For unanticipated problems involving risks to participants or others:

  • Name of the institution conducting the research;
  • Title of the research project and/or grant proposal in which the problem occurred;
  • Name of the principal investigator on the protocol;
  • Number of the research project assigned by the IRB and the number of any applicable federal award(s) (grant, contract, or cooperative agreement);
  • A detailed description of the problem; and
  • Actions the institution is taking or plans to take to address the problem (e.g., revise the protocol, suspend participant enrollment, terminate the research, revise the informed consent document, inform enrolled participants, increase monitoring of participants, etc.).

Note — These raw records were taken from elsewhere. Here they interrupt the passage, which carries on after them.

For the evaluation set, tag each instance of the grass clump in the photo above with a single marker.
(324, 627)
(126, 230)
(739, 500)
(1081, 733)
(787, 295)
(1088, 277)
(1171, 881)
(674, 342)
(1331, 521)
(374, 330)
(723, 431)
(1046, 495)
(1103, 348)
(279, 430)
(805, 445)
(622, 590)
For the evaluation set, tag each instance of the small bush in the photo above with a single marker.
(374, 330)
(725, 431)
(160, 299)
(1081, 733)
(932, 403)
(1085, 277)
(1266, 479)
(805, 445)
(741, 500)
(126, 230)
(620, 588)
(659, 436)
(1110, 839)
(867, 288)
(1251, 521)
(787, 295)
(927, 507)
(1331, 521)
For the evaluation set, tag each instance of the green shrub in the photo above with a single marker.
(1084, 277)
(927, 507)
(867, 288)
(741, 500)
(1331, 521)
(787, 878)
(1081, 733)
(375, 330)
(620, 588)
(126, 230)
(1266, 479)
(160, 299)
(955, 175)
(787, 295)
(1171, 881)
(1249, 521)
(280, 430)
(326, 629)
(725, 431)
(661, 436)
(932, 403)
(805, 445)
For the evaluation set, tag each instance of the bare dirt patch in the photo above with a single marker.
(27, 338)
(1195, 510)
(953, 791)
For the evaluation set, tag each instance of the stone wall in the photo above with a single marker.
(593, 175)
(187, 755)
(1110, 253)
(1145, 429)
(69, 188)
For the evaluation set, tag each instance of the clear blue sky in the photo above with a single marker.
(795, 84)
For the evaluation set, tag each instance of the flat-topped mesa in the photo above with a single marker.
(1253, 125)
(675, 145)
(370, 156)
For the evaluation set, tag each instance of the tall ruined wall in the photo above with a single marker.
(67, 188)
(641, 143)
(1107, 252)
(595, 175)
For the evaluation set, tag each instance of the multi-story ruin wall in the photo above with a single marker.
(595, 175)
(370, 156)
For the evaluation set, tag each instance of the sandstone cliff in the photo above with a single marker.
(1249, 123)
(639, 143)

For serious or continuing noncompliance:

  • Name of the institution conducting the research;
  • Title of the research project and/or grant proposal in which the noncompliance occurred, or, for IRB or institutional noncompliance, the IRB or institution involved;
  • Name of the principal investigator on the protocol, if applicable;
  • Number of the research project assigned by the IRB and the number of any applicable federal award(s) (grant, contract, or cooperative agreement);
  • A detailed description of the noncompliance; and
  • Actions the institution is taking or plans to take to address the noncompliance (e.g., educate the investigator, educate all research staff, educate the IRB or institutional official, develop or revise IRB written procedures, suspend the protocol, suspend the investigator, conduct random audits of the investigator or all investigators, etc.).

For suspension or termination of IRB approval:

  • Name of the institution conducting the research;
  • Title of the research project and/or grant proposal that was suspended or terminated;
  • Name of the principal investigator on the protocol;
  • Number of the research project assigned by the IRB that was suspended or terminated and the number of any applicable federal award(s) (grant, contract, or cooperative agreement);
  • A detailed description of the reason for the suspension or termination; and
  • The actions the institution is taking or plans to take to address the suspension or termination (e.g., investigate alleged noncompliance, educate the investigator, educate all research staff, require monitoring of the investigator or the research project, etc.).

AAHRPP Notification

The following events will be reported to AAHRPP as soon as possible (preferably within 48 hours) after the University or any researcher becomes aware of:

  1. Any negative actions by a government oversight office, including, but not limited to, OHRP Determination Letters, FDA Warning Letters, FDA 483 Inspection Reports with official action indicated, FDA Restrictions placed on IRBs or Investigators, and corresponding compliance actions taken under non-US authorities related to human research protections.
  2. Any litigation, arbitration, or settlements initiated related to human research protections.
  3. Any press coverage (including but not limited to radio, TV, newspaper, online publications) of a negative nature regarding the University’s HRPP.